Correlated Features for Listing Prices
I found that the “accommodates”, “guests_included”, “cleaning_fee”, “beds”, and “bedrooms” features were the five most correlated features for listing prices”, but per the scatter plot below, they didn’t seem to be highly correlated. I ended up keeping every feature in my models.

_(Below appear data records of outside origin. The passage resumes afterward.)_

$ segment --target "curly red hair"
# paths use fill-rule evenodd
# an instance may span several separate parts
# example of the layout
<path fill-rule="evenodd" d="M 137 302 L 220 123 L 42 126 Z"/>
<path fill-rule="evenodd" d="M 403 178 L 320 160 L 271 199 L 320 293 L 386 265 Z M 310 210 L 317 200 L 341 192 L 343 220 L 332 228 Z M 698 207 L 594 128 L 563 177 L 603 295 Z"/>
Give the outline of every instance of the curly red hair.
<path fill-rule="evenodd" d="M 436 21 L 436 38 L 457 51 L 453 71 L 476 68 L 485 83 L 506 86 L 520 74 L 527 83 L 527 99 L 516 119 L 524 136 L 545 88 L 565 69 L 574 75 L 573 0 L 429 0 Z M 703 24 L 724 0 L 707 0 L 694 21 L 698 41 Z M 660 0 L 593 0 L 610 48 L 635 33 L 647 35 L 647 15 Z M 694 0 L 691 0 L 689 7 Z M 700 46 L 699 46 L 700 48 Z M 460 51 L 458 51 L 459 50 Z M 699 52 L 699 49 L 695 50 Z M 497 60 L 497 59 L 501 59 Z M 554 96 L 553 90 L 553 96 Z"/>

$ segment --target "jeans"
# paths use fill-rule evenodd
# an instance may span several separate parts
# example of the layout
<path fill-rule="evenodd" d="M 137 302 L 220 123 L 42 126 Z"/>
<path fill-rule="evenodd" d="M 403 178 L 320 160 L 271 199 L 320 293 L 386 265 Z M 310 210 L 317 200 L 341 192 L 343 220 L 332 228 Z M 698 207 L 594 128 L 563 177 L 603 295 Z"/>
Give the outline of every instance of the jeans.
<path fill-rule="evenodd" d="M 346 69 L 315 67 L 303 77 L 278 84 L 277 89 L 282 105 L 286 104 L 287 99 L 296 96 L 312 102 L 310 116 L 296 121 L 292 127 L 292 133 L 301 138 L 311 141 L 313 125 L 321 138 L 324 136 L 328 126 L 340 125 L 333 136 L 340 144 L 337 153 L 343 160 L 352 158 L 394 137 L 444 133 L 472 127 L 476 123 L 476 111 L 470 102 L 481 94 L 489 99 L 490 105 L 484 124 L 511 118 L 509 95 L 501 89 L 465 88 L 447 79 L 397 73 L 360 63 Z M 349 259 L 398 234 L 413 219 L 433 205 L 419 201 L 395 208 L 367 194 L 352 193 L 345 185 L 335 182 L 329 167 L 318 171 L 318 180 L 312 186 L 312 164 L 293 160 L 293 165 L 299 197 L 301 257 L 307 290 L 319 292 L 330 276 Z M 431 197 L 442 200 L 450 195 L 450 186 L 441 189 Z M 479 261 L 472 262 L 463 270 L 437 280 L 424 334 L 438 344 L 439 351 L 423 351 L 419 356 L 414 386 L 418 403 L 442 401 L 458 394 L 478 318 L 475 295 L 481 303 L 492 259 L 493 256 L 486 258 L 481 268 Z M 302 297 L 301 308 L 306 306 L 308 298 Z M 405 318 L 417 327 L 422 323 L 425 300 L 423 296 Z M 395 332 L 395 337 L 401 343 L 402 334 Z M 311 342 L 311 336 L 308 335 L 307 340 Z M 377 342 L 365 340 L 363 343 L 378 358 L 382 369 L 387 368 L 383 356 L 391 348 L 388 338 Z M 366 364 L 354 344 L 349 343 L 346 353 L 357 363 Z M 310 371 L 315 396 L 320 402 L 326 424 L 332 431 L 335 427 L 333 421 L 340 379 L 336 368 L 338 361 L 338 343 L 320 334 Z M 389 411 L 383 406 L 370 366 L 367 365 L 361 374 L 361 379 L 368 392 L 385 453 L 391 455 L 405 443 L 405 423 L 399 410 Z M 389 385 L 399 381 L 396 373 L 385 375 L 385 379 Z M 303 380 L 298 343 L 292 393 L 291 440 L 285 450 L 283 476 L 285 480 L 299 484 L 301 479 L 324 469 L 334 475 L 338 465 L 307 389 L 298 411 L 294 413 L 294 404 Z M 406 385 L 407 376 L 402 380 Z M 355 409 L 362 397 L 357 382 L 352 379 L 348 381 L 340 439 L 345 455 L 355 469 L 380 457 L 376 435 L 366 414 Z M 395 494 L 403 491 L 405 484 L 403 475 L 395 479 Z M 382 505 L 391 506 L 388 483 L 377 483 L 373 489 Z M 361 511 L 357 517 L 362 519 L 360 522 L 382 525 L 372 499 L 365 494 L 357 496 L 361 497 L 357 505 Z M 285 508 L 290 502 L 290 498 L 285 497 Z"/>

Correlated Features for Listing Prices
Scatter Plot Matrix for Price Related Features
Results
The results of my linear regression and random forest models are in the table below:
Model | Adjusted R Squared | Adjusted R Squared (Cross-Validation) | RMSE |
---|---|---|---|
Linear Regression | 0.4407 | 0.4366 | 6,567 yen |
Random Forest | 0.8749 | 0.7124 | 4,833 yen |
The table shows that the linear regression model is not statistically significant, and the random forest model is overfitting.
Future Improvement
I only used the numerical columns in the dataset for price prediction modelling. I could use categorical columns and more feature engineering to improve my models.
Sentiment Analysis
Sentimental analysis is the interpretation of text data using natural language processing (NLP) and text analysis techniques. I performed sentiment analysis on 416,396 Tokyo Airbnb reviews.
Summary Statistics
- Count: 416,394 Reviews
- Average Review Scores Rating: 93.7
- Maximum Review Scores Rating: 100.0
- Minimum Review Scores Rating: 20.0
Rating Distribution
The figure below shows a left-skewed distribution with way more highly rated reviews.
Rating Distribution
Text Data Processing
I did the following to process the reviews text data:
- Tokenization
- I removed punctuations and split each review into an array of words.
- Removing Stop Words
- I removed insignificant words such as articles and prepositions.
- Stemming
- I reduced words to the root form.
N-gram Analysis
I used n-grams with sizes of 1 to 4 for modelling and analysis. The following are some of the characteristics of Tokyo Airbnb listings with high review ratings:
- Great place
- Great location
- Close to train station
- Within walking distance
- Clean place
- Convenience store
- Great Airbnb host
- Airbnb that they can recommend
- Airbnb that they enjoyed
Top 20 N-grams for Review Scores Between 90 and 100
Logistic Regression Model
I developed a logistic regression model to predict how users feel about Tokyo Airbnb listings using 416,396 Tokyo Airbnb reviews. The model classifies each review into Very Bad, Bad, Neutral, Good, or Very Good.
Discretization
Review ratings are continuous and range from 0.0 to 100.0 in the dataset. To perform classification, I discretized the review ratings into the following:
- 0 to 39 → 0 (Very Bad)
- 40 to 59 → 1 (Bad)
- 60 to 79 → 2 (Neutral)
- 80 to 89 → 3 (Good)
- 90 to 100 → 4 (Very Good)
Model Evaluation
I created a confusion matrix to evaluate my logistic regression model, which shows the following:
- Number of Accurate Predictions: 35 + 1316 + 103350 = 104,701
- Total Number of Predictions = 124,821
- Accuracy (Precision) = 104,701 / 124,821 = 0.8388 (approx. 83.9% accuracy)
Confusion Matrix
I subsequently performed a 5-fold cross-validation on the model. I got the mean accuracy score of 83.5%, which is similar to the accuracy score of 83.9% mentioned earlier and means that the model generalized well.